During the making of this series, a number of clubs and footballing authorities were approached to contribute. The Football Association refused us permission to use any footage of football matches.

They stated that their responsibilities involved "maintaining and promoting a positive image for football".

Hooligans face the police near Millwall FC
Milllwall hooligans confront the police
Millwall Football Club declined to take part in the programme. Despite the extraordinary scenes of violence and disorder we filmed involving Millwall hooligans, the club preferred not to be interviewed.

They claim to have taken a lot of action against the hooligans who tarnish the image of the club, but still preferred not to contribute to our film.

Cardiff City set stringent conditions on appearing in the programme - conditions that no broadcaster would comply with - claiming that the BBC was embarked on a crusade against Welsh football.

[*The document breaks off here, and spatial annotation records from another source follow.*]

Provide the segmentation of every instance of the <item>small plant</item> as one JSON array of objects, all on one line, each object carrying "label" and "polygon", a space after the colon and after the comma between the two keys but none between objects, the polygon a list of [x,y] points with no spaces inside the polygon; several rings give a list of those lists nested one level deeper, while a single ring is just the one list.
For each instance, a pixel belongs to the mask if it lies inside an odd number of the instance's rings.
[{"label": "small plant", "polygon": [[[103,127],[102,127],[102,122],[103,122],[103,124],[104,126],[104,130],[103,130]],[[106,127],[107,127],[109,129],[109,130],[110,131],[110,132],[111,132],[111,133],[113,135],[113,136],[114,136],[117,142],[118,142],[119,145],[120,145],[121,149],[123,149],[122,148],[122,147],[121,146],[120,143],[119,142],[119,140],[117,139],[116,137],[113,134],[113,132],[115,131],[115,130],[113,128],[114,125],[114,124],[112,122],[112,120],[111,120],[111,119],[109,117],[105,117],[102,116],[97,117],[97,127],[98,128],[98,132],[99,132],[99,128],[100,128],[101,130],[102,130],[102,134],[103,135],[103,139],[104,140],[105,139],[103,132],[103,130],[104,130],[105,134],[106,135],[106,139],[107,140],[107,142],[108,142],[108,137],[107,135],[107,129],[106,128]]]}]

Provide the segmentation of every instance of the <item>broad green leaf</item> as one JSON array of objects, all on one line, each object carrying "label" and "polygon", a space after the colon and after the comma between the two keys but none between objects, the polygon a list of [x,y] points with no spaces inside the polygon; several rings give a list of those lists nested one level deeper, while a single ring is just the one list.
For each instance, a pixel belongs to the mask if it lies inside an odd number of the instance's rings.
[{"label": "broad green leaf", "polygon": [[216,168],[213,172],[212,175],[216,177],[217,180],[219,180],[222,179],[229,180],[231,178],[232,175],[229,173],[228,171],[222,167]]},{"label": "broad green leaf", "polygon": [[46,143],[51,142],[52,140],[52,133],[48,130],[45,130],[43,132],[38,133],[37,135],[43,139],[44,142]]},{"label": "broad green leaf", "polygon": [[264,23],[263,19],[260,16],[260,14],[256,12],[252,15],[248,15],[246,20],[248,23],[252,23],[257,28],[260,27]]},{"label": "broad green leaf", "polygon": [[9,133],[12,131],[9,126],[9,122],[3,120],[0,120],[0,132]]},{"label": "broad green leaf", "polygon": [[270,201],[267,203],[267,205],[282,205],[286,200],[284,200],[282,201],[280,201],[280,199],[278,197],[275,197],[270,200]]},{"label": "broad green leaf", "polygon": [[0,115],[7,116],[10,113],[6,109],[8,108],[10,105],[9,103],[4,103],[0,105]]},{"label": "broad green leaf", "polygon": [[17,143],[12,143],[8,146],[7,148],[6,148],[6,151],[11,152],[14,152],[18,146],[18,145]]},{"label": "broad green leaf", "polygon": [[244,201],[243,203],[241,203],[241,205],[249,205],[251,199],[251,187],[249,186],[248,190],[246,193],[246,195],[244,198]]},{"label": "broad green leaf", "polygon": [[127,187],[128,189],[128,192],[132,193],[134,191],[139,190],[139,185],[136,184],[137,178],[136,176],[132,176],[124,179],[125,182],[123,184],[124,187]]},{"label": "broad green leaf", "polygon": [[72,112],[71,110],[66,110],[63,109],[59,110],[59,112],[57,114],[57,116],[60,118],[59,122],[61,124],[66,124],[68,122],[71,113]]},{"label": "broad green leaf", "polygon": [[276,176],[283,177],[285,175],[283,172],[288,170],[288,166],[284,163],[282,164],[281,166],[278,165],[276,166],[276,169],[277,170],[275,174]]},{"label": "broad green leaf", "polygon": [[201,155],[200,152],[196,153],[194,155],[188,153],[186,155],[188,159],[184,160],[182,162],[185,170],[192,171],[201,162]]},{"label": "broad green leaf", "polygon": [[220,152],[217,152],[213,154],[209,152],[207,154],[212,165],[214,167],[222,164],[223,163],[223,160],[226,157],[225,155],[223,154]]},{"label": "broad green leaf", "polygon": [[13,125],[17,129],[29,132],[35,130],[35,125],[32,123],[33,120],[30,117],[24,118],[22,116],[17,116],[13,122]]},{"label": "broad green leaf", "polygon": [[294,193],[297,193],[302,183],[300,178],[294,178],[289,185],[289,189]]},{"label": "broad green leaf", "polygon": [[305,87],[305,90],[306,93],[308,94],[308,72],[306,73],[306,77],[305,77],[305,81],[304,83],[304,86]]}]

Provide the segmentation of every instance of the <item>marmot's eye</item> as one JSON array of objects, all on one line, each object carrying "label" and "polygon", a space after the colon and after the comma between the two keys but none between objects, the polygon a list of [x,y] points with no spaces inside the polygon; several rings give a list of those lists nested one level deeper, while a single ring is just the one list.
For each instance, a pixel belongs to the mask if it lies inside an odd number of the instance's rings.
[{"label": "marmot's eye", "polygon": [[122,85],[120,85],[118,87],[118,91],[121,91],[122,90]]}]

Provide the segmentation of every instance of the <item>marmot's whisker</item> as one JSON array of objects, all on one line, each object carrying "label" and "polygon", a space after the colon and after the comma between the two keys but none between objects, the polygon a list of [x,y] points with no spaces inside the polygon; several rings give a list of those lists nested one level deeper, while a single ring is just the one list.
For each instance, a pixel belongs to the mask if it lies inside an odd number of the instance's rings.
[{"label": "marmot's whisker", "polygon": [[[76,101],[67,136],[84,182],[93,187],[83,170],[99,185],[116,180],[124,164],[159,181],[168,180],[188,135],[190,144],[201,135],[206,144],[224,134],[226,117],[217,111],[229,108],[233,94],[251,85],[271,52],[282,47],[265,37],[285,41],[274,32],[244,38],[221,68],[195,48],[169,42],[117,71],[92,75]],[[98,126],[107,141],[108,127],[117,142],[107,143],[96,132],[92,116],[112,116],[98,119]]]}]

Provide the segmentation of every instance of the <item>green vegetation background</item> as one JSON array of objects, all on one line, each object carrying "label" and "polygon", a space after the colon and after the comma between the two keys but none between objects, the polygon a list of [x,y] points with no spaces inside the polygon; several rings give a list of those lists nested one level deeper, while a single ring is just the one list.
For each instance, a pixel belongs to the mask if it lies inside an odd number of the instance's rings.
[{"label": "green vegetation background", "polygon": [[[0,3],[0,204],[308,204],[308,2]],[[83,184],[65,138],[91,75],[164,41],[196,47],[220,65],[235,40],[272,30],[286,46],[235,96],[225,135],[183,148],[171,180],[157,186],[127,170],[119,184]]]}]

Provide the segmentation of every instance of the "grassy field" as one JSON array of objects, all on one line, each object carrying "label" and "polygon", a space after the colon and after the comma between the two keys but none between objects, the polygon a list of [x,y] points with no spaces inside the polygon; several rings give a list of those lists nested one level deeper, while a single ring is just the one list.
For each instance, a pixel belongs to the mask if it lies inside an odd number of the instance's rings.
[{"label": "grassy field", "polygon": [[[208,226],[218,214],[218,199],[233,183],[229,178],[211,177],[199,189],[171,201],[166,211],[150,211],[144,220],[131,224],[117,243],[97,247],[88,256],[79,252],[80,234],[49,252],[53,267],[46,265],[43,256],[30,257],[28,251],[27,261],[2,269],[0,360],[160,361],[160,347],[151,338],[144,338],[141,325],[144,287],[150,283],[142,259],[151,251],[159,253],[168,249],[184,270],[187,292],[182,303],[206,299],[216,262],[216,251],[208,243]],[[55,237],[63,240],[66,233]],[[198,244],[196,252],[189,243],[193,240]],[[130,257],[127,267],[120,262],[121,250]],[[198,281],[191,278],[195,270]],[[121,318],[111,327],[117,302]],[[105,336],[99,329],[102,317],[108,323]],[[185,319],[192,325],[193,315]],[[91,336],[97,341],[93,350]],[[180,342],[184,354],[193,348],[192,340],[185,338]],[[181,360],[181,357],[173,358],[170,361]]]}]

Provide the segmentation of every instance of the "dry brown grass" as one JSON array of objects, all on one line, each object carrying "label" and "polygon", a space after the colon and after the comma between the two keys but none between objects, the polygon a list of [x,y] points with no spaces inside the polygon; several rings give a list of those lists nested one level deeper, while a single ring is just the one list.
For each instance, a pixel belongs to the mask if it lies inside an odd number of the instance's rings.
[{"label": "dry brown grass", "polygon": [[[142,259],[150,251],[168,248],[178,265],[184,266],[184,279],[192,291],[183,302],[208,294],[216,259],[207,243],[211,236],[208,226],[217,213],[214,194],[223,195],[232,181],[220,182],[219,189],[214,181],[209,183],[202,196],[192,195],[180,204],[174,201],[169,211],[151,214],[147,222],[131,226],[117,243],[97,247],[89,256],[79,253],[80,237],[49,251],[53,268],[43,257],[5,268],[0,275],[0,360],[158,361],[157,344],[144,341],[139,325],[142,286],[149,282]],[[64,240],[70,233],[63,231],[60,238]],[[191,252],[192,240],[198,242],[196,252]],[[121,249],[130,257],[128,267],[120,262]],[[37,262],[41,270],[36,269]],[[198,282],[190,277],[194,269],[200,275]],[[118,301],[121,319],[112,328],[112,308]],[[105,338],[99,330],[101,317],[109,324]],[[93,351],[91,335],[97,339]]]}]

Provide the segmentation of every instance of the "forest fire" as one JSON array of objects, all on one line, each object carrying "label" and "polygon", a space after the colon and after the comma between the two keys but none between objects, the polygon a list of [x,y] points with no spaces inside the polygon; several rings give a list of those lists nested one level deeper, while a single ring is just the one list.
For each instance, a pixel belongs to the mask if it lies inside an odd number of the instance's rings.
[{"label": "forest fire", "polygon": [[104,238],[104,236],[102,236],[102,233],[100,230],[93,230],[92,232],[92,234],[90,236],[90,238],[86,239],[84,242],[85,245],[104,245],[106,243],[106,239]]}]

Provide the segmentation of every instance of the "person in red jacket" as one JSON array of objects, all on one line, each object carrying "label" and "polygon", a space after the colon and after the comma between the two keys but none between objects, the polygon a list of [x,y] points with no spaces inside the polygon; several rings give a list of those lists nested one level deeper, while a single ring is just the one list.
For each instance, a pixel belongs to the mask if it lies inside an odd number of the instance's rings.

We also approached Stoke City, another club with a very problematic hooligan following, and a club which has gone to great lengths to combat the problem - including a joint initiative with Port Vale called True Supporters Against Violence. Stoke too, preferred not to appear in the series.

The exception to this rule was Bristol City. Colin Sextone, the Chief Executive, agreed to be interviewed about the appalling scenes at the match in Cardiff and was frank enough to admit to the role of Bristol City hooligans in some of the trouble.